PETERS: A word of support for climate science

Dec 14, 2018 | 11:30 AM

IS THERE ANYTHING MORE IRRITATING on a cold day than the wind throwing knives into your face as you walk outside? 

Yes there is, actually. 

It’s the people who sneer, “What happened to global warming?!” 

They say this as if a single cold day disproves the entire field of climate science. 

What these naysayers are of course confusing are the concepts of weather and climate. 

While weather is what is happening outside on a particular day, climate is what happens outside over the course of years and decades and centuries. 

It is rarely helpful to simply observe the weather on a given day when studying climate. 

Instead, scientists observe weather readings over long periods of time and point out trends. 

This is not a difficult concept to either grasp or explain, which is why climate scientists must get so frustrated to hear ideologues regurgitate those old tropes about global warming on a cold day. 

If one homeless person gets a home in one community, that doesn’t mean there is no nationwide homelessness crisis. 

Likewise, if one day is cold in Kamloops, that doesn’t negate the fact that the planet as a whole is warming up. 

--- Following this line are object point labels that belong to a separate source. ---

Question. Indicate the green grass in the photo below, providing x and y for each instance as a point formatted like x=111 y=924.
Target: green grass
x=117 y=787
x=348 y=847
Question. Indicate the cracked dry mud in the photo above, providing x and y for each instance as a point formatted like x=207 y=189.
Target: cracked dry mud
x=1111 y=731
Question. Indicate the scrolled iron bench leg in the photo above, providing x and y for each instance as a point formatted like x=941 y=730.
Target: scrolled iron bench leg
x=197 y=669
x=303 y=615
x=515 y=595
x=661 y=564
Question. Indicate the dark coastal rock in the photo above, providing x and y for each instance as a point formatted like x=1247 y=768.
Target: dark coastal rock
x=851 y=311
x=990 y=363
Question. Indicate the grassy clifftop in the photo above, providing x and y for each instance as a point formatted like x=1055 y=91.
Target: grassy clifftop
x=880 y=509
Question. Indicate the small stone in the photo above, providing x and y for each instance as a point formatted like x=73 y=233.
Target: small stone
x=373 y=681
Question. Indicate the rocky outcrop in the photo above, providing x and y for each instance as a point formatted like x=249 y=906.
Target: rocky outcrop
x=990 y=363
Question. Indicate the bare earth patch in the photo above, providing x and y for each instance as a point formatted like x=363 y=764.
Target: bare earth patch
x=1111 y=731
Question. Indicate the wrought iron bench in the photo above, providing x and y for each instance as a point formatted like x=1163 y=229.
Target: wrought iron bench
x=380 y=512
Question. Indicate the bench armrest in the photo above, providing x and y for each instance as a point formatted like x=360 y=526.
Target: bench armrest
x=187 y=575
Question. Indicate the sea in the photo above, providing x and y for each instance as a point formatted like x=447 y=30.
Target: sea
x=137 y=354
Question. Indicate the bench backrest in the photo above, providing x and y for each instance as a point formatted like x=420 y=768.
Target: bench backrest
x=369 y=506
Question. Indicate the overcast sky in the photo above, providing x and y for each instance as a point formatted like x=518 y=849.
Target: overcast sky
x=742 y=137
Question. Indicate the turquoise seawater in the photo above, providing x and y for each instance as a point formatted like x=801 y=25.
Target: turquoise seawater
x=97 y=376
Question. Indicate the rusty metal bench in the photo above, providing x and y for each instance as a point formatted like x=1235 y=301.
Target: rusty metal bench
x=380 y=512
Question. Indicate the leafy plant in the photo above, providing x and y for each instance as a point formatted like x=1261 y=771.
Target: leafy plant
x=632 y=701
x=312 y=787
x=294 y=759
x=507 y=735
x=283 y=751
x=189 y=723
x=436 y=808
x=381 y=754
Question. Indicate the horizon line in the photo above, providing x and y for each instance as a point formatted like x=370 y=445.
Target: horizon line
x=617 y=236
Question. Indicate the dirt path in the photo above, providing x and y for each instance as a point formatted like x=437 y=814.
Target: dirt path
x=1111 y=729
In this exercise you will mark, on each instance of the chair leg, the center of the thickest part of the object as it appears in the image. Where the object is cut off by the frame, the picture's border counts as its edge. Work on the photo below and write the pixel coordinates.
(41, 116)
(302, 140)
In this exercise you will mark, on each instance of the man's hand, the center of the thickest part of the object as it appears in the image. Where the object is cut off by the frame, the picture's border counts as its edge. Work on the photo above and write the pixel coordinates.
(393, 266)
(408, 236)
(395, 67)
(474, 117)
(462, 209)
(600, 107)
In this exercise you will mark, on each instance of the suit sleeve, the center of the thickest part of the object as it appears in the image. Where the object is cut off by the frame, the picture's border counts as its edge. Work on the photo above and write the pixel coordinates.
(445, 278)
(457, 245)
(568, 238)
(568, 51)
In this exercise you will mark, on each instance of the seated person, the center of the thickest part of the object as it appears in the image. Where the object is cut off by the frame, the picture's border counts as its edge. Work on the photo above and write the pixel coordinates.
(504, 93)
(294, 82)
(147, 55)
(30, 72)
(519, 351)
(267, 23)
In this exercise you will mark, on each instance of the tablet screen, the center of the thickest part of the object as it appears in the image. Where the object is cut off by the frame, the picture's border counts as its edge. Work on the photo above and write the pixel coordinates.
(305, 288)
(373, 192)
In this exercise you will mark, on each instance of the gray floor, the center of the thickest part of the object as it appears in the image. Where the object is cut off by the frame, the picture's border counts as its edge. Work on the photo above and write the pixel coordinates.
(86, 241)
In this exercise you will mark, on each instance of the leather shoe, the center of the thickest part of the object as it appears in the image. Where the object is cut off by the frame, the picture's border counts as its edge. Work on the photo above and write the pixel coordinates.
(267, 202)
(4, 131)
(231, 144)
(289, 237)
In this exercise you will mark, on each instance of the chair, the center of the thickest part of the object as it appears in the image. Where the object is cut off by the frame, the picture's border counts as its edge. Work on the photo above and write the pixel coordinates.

Today in Kamloops, it is not cold. It is in fact, quite mild, with a temperature well above the normal daytime high. 

It has been mild for weeks now, and on December 14, we have barely any snow on the ground. 

Just as a few cold days can’t be used to disprove climate change, neither can a few warm days be used to prove it. 

The problem with some not believing in climate change, though, is not that people confuse weather and climate. 

It’s that there are people who have been convinced to distrust climate science all together, and people who have been convinced that scientists are trying to push a liberal agenda. 

If we are to believe climate scientists who say the climate is changing, and suggest human activity might be exacerbating those changes, we might have to change our beliefs and our behaviour. 

And that’s hard. 

Almost as hard as predicting the weather.